In [1]:
import numpy as np

This notebook will create classes that defines a layer and the functions to compute the forward and backwards pass through the layer. These will be connected later to form the neural network.

This is shown in the following image:

![neural network](neural_network.png)

In [1]:
class Layer:
    def __init__(self):
        self.input = None
        self.output = None

    # computes output y of a layer for a given input x
    def forward_pass(self, input):
        raise NotImplementedError

    # computes dE/dX for a given dE/dY (and updates the parameters)
    def backward_pass(self, output_gradient, learning_rate):
        raise NotImplementedError


Within each layer, there is a dense layer and an acitvation layer. These will be created seperately for ease of understanding how a layer works. The activation layer step could be skipped by directly implementing the activation function inside the dense layer.

To create a dense layer, the forward and backwards propogation functions for each layer must be defined.

Forwards propogation will simply use y = w.x + b to calculate the Y value of that layer (often called the Z value). This value will later be used with an activation function to find the A value.

The following equations will be used to find the derivatives necesary to calculate backwards propogation:

![DERIV_EQ](deriv_eq.png)

where E is the error.

In [None]:
# create the dense layer where:
# input_size = number of input neurons
# output_size = number of output neurons
class Dense(Layer):
    def __init__(self, input_size, output_size):
        self.weights = np.random.randn(input_size, output_size)
        self.bias = np.random.randn(1, output_size)
    
    # returns the output for a given input
    def forward_pass(self, input):
        self.input = input
        return np.dot(self.input, self.weights) + self.bias
    
    # computes dE/dW, dE/dB for a given output_error (dE/dY)
    # returns input_error = dE/dX
    def backward_pass(self, output_gradient, learning_rate):
        # output_gradient is the derivative of the error with respect to the biases
        # calculating derivative of error with respect to weights
        input_error = np.dot(output_gradient, self.weights.T)
        weights_gradient = np.dot(self.input.T, output_gradient)
        # updating parameters
        self.weights -= np.multiply(weights_gradient, learning_rate)
        self.bias -= np.multiply(output_gradient, learning_rate)
        # return the dertivative of the error with respect to the input
        return input_error

Next, an activation layer must be created after the dense layer. Creating these seperately makes the model simpler to understand. In the activation layer, each input value goes to a different, single neuron in the acitvation layer (instead of each input value going to all the neurons in a dense layer). This is simply because each Y value in the dense layer has the same function performed on them. 
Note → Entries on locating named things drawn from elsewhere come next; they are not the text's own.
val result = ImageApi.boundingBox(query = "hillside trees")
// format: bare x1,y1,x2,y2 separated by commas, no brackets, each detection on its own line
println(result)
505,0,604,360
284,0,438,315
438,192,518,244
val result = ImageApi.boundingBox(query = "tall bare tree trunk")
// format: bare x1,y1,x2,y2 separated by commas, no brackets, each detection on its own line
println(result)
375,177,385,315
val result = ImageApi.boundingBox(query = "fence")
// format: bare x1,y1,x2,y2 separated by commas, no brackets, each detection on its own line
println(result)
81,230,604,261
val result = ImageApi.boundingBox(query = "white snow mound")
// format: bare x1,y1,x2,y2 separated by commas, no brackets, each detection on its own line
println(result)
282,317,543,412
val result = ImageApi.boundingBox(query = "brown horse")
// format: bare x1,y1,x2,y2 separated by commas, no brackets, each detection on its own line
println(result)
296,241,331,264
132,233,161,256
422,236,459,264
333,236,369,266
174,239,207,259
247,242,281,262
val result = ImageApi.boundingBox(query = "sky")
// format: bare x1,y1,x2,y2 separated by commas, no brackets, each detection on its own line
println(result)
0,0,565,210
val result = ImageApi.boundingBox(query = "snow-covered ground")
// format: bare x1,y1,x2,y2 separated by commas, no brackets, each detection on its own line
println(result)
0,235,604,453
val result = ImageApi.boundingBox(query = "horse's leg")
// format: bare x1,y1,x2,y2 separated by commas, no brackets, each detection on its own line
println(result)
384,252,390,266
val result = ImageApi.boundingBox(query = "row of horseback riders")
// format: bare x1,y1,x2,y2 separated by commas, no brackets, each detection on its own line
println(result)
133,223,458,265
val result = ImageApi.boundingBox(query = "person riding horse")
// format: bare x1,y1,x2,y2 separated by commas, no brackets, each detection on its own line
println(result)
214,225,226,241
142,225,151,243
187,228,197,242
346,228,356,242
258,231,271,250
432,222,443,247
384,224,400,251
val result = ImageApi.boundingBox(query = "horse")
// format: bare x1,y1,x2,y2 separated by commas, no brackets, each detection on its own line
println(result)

The forward_pass function will give the output of the whole layer- the activation value.

We want to find the derivative of the error with respect to the input so that it can be minimised by changing the w and b parameters. The following equation shows that function:
![activ_backpass](activ_backpass.png)

In [None]:
class Activation(Layer):
    def __init__(self, activation, activation_deriv):
        self.activation = activation
        self.activation_deriv = activation_deriv
    
    # returns the acitvated value of the layer
    def forward_pass(self, input):
        self.input = input
        return self.activation(self.input)
    
    # returns the input_error (dE/dX) for a given output_error (dE/dY)
    # no use of learning rate since no parameters are being updated
    def backward_pass(self, output_gradient, learning_rate):
        return np.multiply(output_gradient, self.activation_deriv(self.input))

Finally, the neural network needs to be created by making a network class which will allow the user to make a desired netowrk of any size using the acitvation functions from activation_funcs.ipynb and  the mean squared error function from error_funcs.ipynb

In [None]:
class Network:
    def __init__(self):
        self.layers = []
        self.loss = None
        self.loss_deriv = None
    
    # function to allow user to add a layer to the network
    def add(self, layer):
        self.layers.append(layer)
    
    # function to set loss to use
    def use(self, loss, loss_deriv):
        self.loss = loss
        self.loss_deriv = loss_deriv
    
    # function to predict an output for a given input
    def predict(self, input_data):
        # sample dimension first
        features, samples = input_data.shape
        result = []

        # run network over all the input samples
        for i in range(samples):
            # forward propogation
            output = input_data[:, i]
            for layer in self.layers:
                output = layer.forward_pass(output)
                result.append(output)
        
        # return the result array that contains all the outputs for each input
        return result

    # train the network using the training data set
    def fit(self, x_train, y_train, epochs, learning_rate):
        features, samples = x_train.shape
    
        # loop over all the training samples
        for i in range(epochs):
            error = 0
            for j in range(samples):
                # forward propogation
                output = x_train[:, j]
                for layer in self.layers:
                    output = layer.forward_pass(output)
                
                # compute loss (for display purposes only)
                error += self.loss(y_train[j], output)

                # backward propogation to update the parameters w and b
                error = self.loss_deriv(y_train[j], output)
                for layer in reversed(self.layers):
                    error = layer.backward_pass(error, learning_rate)
                
                # calculate the average error on all of the samples
                error /= samples
                print(f'epoch {i + 1}{epochs}, error = {error}')


This network assumes that the input data is a matrix where each column is an individual data point and each row is a different feature for the data points.

An example of this can be seen in data.ipynb